Monthly [Iraqi] deaths are still at their lowest levels since the 2003 U.S. invasion.

The ebb and flow of violence shows the relative weakness of militants. They are only able to launch large attacks every other month. This month does show their increasing ability to carry out headline grabbing bombings however, in their attempt to destabilize the government, just as they did in August when they bombed the Finance and Foreign Ministries. That incident along with today’s undermine Prime Minister Nouri al-Maliki’s claim that he has brought security to Iraq, which might hurt his re-election campaign in the 2010 vote.

It’s also important to remember not to track overall security in Iraq based upon such bombings.

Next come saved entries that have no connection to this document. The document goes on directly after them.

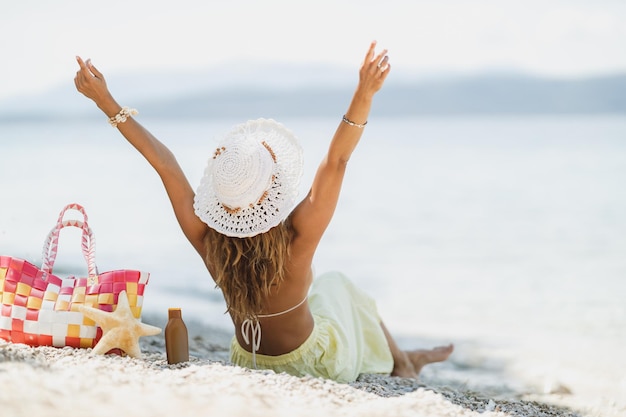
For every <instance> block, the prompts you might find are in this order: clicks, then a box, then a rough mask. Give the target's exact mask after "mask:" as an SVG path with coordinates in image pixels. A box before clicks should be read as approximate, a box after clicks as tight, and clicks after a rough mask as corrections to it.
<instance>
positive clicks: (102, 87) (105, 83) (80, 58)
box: [74, 56, 119, 116]
mask: <svg viewBox="0 0 626 417" xmlns="http://www.w3.org/2000/svg"><path fill="white" fill-rule="evenodd" d="M76 61H77V62H78V66H79V67H80V69H79V70H78V71H77V72H76V76H75V77H74V84H75V85H76V89H77V90H78V91H79V92H80V93H82V94H83V95H84V96H85V97H87V98H90V99H91V100H93V101H94V102H95V103H96V105H97V106H98V107H100V109H102V110H103V111H104V112H105V113H107V115H108V116H111V114H108V113H110V112H113V114H115V113H116V112H117V111H118V110H119V109H117V107H119V106H118V105H117V103H115V100H114V99H113V97H112V96H111V93H110V92H109V89H108V88H107V84H106V80H105V79H104V76H103V75H102V73H101V72H100V71H98V70H97V69H96V67H94V66H93V64H92V63H91V60H90V59H88V60H87V61H86V62H84V61H83V60H82V58H81V57H79V56H77V57H76Z"/></svg>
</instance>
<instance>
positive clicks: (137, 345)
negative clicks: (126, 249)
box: [79, 291, 161, 358]
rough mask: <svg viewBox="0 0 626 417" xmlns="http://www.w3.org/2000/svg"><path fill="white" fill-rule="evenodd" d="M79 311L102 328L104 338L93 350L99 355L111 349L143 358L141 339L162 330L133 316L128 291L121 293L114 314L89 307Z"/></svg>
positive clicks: (81, 308)
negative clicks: (122, 350)
mask: <svg viewBox="0 0 626 417" xmlns="http://www.w3.org/2000/svg"><path fill="white" fill-rule="evenodd" d="M79 309H80V311H81V312H82V313H83V314H84V315H85V316H87V317H89V318H90V319H92V320H93V321H95V322H96V323H97V324H98V325H99V326H100V327H101V328H102V332H103V334H102V338H101V339H100V340H99V341H98V343H97V344H96V346H95V347H94V348H93V353H95V354H97V355H104V354H105V353H107V352H109V351H110V350H111V349H121V350H123V351H124V352H126V354H127V355H128V356H131V357H133V358H141V349H140V348H139V338H140V337H142V336H153V335H156V334H159V333H161V329H160V328H158V327H154V326H150V325H148V324H144V323H142V322H141V321H140V320H139V319H137V318H135V316H133V312H132V311H131V309H130V305H129V304H128V296H127V295H126V291H122V292H120V295H119V297H118V301H117V307H116V309H115V311H114V312H113V313H109V312H106V311H102V310H98V309H96V308H93V307H87V306H80V307H79Z"/></svg>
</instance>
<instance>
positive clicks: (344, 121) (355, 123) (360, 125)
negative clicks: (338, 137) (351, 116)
mask: <svg viewBox="0 0 626 417" xmlns="http://www.w3.org/2000/svg"><path fill="white" fill-rule="evenodd" d="M341 120H342V121H343V122H344V123H346V124H349V125H350V126H354V127H358V128H359V129H363V128H364V127H365V125H366V124H367V120H366V121H365V123H363V124H362V125H361V124H358V123H355V122H353V121H352V120H350V119H348V118H347V117H346V115H345V114H344V115H343V119H341Z"/></svg>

There is no direct correlation between such attacks and overall security incidents in Iraq or casualties.

Ignatius is positively chipper as well.

Reading The Brits On Afghanistan

Roger Cohen reads the tea leaves on Obama's approach to Af-Pak by speaking at length with the British foreign minister:

When I asked if the mission needed substantially more troops, Miliband said, “What I think that you can see from the prime minister’s strategy is that we believe in serious counterinsurgency. Counterinsurgency is a counterterrorist strategy.” […] That’s a clear rebuttal of the ever-larger school, most often identified with Vice President Joe Biden, advancing the view that Al Qaeda is the real threat, the Taliban much less of one; and so the United States should not commit more military resources to a nation-building struggle in Afghanistan that’s an expensive diversion from core U.S. strategic interests.

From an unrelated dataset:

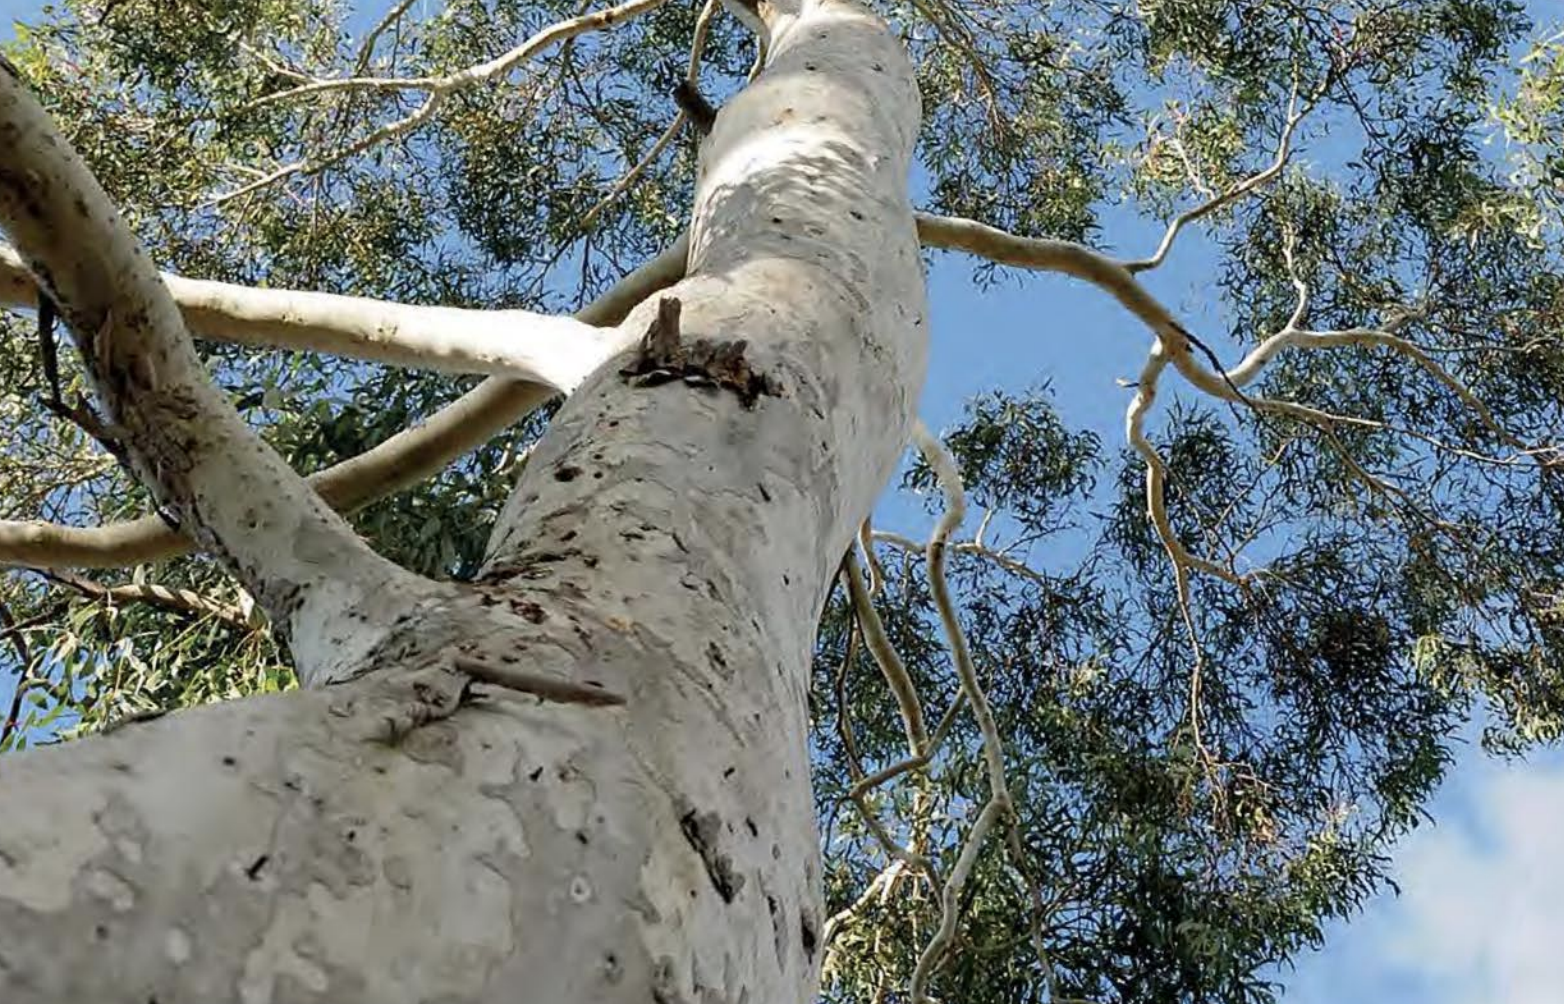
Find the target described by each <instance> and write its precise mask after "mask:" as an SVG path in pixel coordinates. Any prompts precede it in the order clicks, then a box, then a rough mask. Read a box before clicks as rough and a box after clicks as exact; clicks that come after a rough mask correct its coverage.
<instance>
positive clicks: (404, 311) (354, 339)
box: [0, 244, 626, 393]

Cohen sees an increase of troops in the serious but fewer than 40,000 range. Britain has a reason to give it "one more try":

Three-quarters of all terrorist plots uncovered in Britain in recent years had links to Islamic extremists in Afghanistan or Pakistan.

But is it doable? Or does the attempt to squash it fuel it?

“Diversity,” Ctd

Will of Ordinary Gentlemen writes:

I know this article on race and progressive cities has taken a lot of criticism, but its central observation – that liberal policies and homogeneous cities are closely correlated – seems pretty intuitive. Progressives frequently argue that American hostility to redistribution stems from lingering racial anxiety. Conservatives are less eager to blame our welfare policies on straightforward racism, but many will argue that Scandinavian-style social democracy won’t work in the United States because we lack similar levels of cultural homogeneity. Either way, there seems to be a universal consensus that people from similar backgrounds are more amenable to redistributive policies.